Movement is carried out in three main directions relative to the machine axis:

Movements in given directions are carried out both manually and mechanically.

Lathe support device

photo: lathe support device

The lathe support has the following components:

1. Lower slide (or longitudinal support);
2. Lead screw;
3. Cross slide (or cross slide);
4. Rotary plate;
5. Guides;
6. Cutting head (tool holder);
7. Screw;
8. Fastening bolts;
9. Fastening handle;
10. Locking nut;
11. Upper slide;
12. Guides;
13. Handle for moving the rotary plate;
14. Handle for turning on automatic feeds;
15. A handle that provides control of movement along the bed;

The principle of operation of the caliper

The support of a lathe has a very complex control system, since it includes many parts. Each of the elements performs its own function, ensuring the overall performance of the mechanism. For example, the support of a screw-cutting lathe has a lower slide No. 1, which can move along the bed guides during operation to get to the workpiece. Movement is regulated by handle No. 15. Thanks to movement on the slide, longitudinal movement along the workpiece is ensured.

The transverse support of the T3 lathe also moves on the same slide, which carries out transverse movements along its guides No. 12. Thus, all this covers the movement area, which lies perpendicular to the axis of rotation of the workpiece. By the way, if you are interested in the architectural design of buildings and structures, go to the website https://aec-project.ru/services/proektirovanie/.

On the cross slide there is a rotating plate No. 4, which is attached to it with a special nut No. 10. Guides No. 5 are installed on the rotating plate, along which the upper slide No. 11 runs. The upper slide is controlled using the rotary handle No. 13. The upper slide rotates in a horizontal plane simultaneously with the plate. It is this unit that ensures the movement of the cutter, which is carried out at an angle to the axis of rotation of the part.
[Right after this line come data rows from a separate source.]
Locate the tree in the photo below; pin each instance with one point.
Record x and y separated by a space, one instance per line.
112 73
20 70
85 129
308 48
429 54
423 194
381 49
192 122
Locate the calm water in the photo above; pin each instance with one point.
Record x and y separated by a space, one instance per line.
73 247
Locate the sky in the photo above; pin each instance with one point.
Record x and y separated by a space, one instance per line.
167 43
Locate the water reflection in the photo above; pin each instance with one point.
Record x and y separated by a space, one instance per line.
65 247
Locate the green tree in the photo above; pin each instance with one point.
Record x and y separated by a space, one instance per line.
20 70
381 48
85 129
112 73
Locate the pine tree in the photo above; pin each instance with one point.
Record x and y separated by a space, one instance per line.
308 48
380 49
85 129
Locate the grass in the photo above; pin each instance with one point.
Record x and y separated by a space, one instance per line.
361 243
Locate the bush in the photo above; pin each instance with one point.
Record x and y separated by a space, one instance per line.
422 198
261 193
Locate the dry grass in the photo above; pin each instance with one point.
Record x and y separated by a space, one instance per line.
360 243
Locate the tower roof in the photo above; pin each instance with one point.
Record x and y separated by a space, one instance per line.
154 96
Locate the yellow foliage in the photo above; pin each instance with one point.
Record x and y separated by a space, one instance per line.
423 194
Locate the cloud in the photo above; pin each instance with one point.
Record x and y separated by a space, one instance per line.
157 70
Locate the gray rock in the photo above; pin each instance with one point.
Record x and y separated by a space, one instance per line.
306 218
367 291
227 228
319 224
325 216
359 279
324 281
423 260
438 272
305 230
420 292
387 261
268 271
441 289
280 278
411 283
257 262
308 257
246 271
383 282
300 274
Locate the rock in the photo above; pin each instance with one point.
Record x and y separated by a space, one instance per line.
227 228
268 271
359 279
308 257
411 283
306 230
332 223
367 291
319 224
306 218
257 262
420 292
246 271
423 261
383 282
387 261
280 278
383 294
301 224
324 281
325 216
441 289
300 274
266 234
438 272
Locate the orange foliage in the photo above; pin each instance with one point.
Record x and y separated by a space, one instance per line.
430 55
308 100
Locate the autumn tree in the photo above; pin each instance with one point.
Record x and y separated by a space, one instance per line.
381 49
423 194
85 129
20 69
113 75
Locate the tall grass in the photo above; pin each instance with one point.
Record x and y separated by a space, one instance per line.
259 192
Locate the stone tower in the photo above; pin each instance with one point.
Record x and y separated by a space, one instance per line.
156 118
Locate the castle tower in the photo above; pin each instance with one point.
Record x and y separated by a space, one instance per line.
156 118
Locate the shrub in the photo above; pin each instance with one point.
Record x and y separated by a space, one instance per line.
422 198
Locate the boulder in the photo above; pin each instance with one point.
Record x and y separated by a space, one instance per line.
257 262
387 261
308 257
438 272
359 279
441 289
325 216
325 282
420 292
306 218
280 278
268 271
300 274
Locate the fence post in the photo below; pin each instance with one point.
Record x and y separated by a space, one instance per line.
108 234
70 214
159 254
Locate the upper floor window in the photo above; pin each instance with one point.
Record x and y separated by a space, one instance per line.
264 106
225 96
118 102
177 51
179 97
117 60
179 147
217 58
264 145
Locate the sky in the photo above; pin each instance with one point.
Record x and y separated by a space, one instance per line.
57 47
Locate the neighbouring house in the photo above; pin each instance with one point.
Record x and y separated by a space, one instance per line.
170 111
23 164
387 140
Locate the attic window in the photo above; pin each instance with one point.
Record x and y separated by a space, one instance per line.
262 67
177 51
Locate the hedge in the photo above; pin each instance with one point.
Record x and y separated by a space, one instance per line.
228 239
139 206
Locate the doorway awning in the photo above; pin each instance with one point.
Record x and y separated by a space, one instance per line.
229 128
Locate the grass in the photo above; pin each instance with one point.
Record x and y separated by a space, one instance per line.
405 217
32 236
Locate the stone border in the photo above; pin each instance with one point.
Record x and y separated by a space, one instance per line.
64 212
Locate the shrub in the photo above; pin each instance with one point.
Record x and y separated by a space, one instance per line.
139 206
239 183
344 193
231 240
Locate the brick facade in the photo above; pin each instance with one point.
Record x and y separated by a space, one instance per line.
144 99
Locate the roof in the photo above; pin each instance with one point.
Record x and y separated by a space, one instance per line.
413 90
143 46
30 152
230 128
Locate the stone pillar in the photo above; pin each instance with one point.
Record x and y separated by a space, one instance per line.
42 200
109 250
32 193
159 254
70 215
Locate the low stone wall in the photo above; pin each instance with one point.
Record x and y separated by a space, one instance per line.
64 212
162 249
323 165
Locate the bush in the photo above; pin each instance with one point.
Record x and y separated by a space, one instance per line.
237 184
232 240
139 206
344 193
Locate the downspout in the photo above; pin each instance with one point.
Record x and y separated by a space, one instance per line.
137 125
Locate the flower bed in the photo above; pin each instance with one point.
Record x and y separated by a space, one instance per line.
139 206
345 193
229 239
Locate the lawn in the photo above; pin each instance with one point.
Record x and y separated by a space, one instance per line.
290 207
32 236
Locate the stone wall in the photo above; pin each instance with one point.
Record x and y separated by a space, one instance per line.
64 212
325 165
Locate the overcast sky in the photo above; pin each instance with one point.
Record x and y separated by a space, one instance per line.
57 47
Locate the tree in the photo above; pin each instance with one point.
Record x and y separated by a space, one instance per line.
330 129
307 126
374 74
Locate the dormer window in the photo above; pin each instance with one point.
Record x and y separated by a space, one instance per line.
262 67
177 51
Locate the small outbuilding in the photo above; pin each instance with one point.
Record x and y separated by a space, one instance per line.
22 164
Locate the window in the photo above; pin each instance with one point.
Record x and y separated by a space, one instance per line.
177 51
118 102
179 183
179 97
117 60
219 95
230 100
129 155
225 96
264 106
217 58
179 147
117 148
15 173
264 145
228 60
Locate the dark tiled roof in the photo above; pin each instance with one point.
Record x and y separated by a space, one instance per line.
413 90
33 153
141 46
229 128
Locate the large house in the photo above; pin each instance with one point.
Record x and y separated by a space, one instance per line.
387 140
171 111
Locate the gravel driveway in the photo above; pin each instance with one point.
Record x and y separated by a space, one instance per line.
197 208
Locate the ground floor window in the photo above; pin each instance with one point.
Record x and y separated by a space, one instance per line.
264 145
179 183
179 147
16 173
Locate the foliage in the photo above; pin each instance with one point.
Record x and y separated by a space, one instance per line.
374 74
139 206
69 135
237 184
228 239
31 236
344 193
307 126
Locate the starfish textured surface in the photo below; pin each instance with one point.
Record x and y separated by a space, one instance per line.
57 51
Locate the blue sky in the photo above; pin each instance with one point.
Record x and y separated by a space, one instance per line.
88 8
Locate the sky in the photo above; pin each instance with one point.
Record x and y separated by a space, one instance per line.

The cutting head, or as it is also called - the tool holder, No. 6 is fixed on the upper slide using special bolts No. 8 and handle No. 9. The movement from the caliper drive is transmitted through lead screw No. 2 to the drive shaft, which is located under this same screw. This can be done either automatically or manually, depending on the model.

Basic caliper movements

• Transverse movement is carried out perpendicular to the axis of rotation of the workpiece and is used in cases where it is necessary to machine something deep into the surface of the workpiece;
• Longitudinal movement is carried out along the workpiece and is used in cases where it is necessary to remove the top layer or grind a thread on the workpiece;
• Inclined movement is carried out along an inclined plane and significantly expands the processing capabilities of this equipment.

Adjusting the lathe slide

The support of a lathe wears out during its operation and requires adjustment of individual parts to continue working correctly:

• Adjusting the gaps. As the slide guides wear, a gap appears that should not exist. Its appearance can cause interference in the uniform movement of the sled, jamming in one place and lack of swaying when lateral forces are applied. To correct this situation, it is necessary to move the guides to the proper position and eliminate the excess gap. This is done using wedges, and the carriage is pressed against the guides.
• Backlash adjustment. If play appears in the screw drive, it can be easily eliminated by adjusting the fastening nut located on the device.
• Adjusting the seals. During prolonged work at the ends of the carriage protrusion, the seals become clogged and worn out, which can be easily seen by the appearance of dirty streaks that remain when the frame moves. In this case, to adjust the device, you should wash the felt padding and then soak it in oil. If it is completely worn out, it is easier to replace it with a new one.

Lathe support repair

The support of the 1K62 lathe wears out over time and may break. Most wear is noticeable along the guides of the device. Over time, the surface of the guide slide can form small depressions that interfere with normal movement. To prevent this, it is necessary to ensure timely care and lubrication, but if this does happen, then the surface of the guides must be leveled or replaced if repair cannot be achieved.